Pre-race jitters are brutal. The confidence gained during practice quickly disappears. It’s replaced by all sorts of crazy thoughts along with feeling out of sorts.
Athletes from all sports are prone to pre-performance anxiety during their competitive career. The anxiety cycle prior to the race is enough to throw off your warm-up routine. When focus is so important for high performance, overwhelming anxiety can lead to a poor start.
If pre-performance anxiety was a one-time phenomenon as an initiation to racing, that would be acceptable. So many athletes repeatedly suffer from a bout of anxiety prior to their event.
It’s similar to stage fright or fear of public speaking. Same experience, different venue. When the hours, minutes and seconds leading up to the start are filled with doubt, fear and worry it can be debilitating.
Athletes suffering from pre-performance anxiety get sick in the bushes prior to the start, fantasize about injuries to withdraw from the race, end up having a poor start or becoming blocked from reaching their full potential.

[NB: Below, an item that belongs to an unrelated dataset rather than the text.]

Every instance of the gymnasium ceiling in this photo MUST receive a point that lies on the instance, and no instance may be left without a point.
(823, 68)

As a rower I’ve suffered from this as well. Prior to the start of a regatta my stomach would turn to mush. Thankfully I had access to the port-o-potties. Then I would give myself an out, maybe I really don’t have to race this course because … the weather, the competition, the timing. Any excuse to relieve my misery.
Anxiety is not straightforward. Three factors contribute to pre-performance anxiety.

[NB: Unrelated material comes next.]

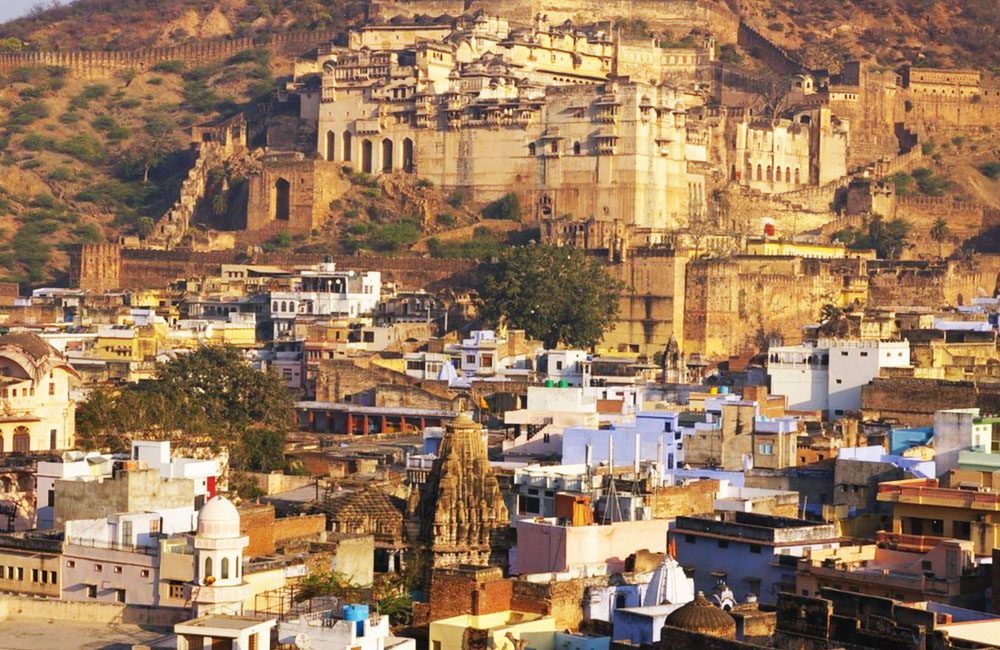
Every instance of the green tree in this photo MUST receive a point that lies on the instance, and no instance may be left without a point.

- Thoughts – fears, doubt and worry create cognitive anxiety. Your mind races from one fearful thought to the next.
- Body – the rush of adrenaline released prior to a race contributes to somatic anxiety. Jitters, dry mouth and stomach upset is your bodies natural response to stress.
- Self – your experience and belief in yourself impact self confidence. Releasing inner critical thoughts creates a battle within.

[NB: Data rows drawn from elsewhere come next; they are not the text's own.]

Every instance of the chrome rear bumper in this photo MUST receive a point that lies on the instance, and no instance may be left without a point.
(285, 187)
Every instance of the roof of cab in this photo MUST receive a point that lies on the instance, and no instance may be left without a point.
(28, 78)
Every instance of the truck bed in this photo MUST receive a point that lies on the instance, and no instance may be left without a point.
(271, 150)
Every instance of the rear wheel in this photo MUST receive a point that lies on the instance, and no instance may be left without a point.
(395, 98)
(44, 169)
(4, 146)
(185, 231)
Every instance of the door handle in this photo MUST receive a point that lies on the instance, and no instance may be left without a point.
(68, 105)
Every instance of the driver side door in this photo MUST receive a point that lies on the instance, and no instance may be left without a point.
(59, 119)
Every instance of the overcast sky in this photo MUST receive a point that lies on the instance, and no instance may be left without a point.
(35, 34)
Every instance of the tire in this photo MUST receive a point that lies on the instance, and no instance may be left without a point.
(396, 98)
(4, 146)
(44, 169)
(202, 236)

Pure talent is not enough to overcome anxiety. A burning desire to compete with confidence along with a powerful need for excellence is a strong combination for change. Yes, change can happen.
Traditional sports psychologists emphasize relaxation, visual imagery and cognitive restructuring to help relieve pre-performance anxiety. These excellent tools ought to be part of every athletes training routine. But that is like making a cake and leaving out the most important ingredient. No where do traditional psychologists talk about your energy.
The energy drain experienced from negativity is a real concern. You spin out of control as you focus on what is not going well, how badly you are feeling and the unwanted critical thoughts in your head. The energy required for high performance is being used to battle anxiety.
Following the P.O.W.E.R. frame outlined below is a useful tool for releasing your anxiety. Instead of being victim to factors outside of your control, let’s turn the tables and focus on what is within your control.
Prepare – Along with your ideal game plan also create Plan B. Create your default plan ahead of time to minimize stress due to the unexpected.
Observe – With a clear mind, avoiding any judgment notice your surroundings and the conditions prior to the event. An ideal opportunity is to practice on the course prior to your event.
Warm-up – Develop a detailed pre-race strategy which includes a physical and mental warm-up.
Energy – The Emotional Freedom Techniques (EFT) is my favorite approach for managing pre-performance anxiety, physical discomfort and all energy draining factors. You are so tuned into the effects of the anxiety you don’t even need to say any tapping statements. Just tapping on the different points will begin to reset your energy. As your anxiety reduces begin adding statements to your tapping sequence.
Reframe and review – Once your anxiety feels manageable add reframes to your tapping. By reframes I mean shifting your outlook from the negative to the positive. Change from focusing on what you are trying to avoid to what you intend to accomplish. Now is the time to explore where your strengths lie and what is possible.
The mind-body-spirit approach is comprehensive. Tapping into your energy source, clearing the doubt, worry and fear is required for high performance. Anticipation of the start also causes adrenaline to be released, rushing through your body. Anticipation, unlike anxiety, is a positive perspective.
Using the Emotional Freedom Techniques was a game changer for me. Once I realized I had this tool right at my fingertips I got right to work. Any fear, doubt and worry which I used to battle prior to the start of a race began to vanish.
I would begin my preparation before race day. Preparing my race plan included visual imagery of all obstacles I could possibly encounter. During the visual imagery I would be using EFT to tap away any distractions to avoid interference with my performance. EFT helped me to release any energy around all the potential “what if’s …” helping to minimize my pre-race jitters.
Stop being a victim to your thoughts. Follow the P.O.W.E.R. frame to clear the root of your pre-performance anxiety. Instead of being gripped by nerves, tap your doubts, fears and worries away. The Emotional Freedom Techniques sets the stage for reaching your highest potential. It’s easy to use. Why be gripped by anxiety for one more race? Don’t just take my word for it. Try it to experience the results.
Challenge: Don’t begin anything new on race day. Develop your P.O.W.E.R. frame before your next event. What is causing your pre-performance anxiety? If nothing comes to mind then think about your last event when you had those race day jitters. Write down all of your what if’s. Once you discover the source for your fear, doubt and worry then you can begin to tap it out using EFT.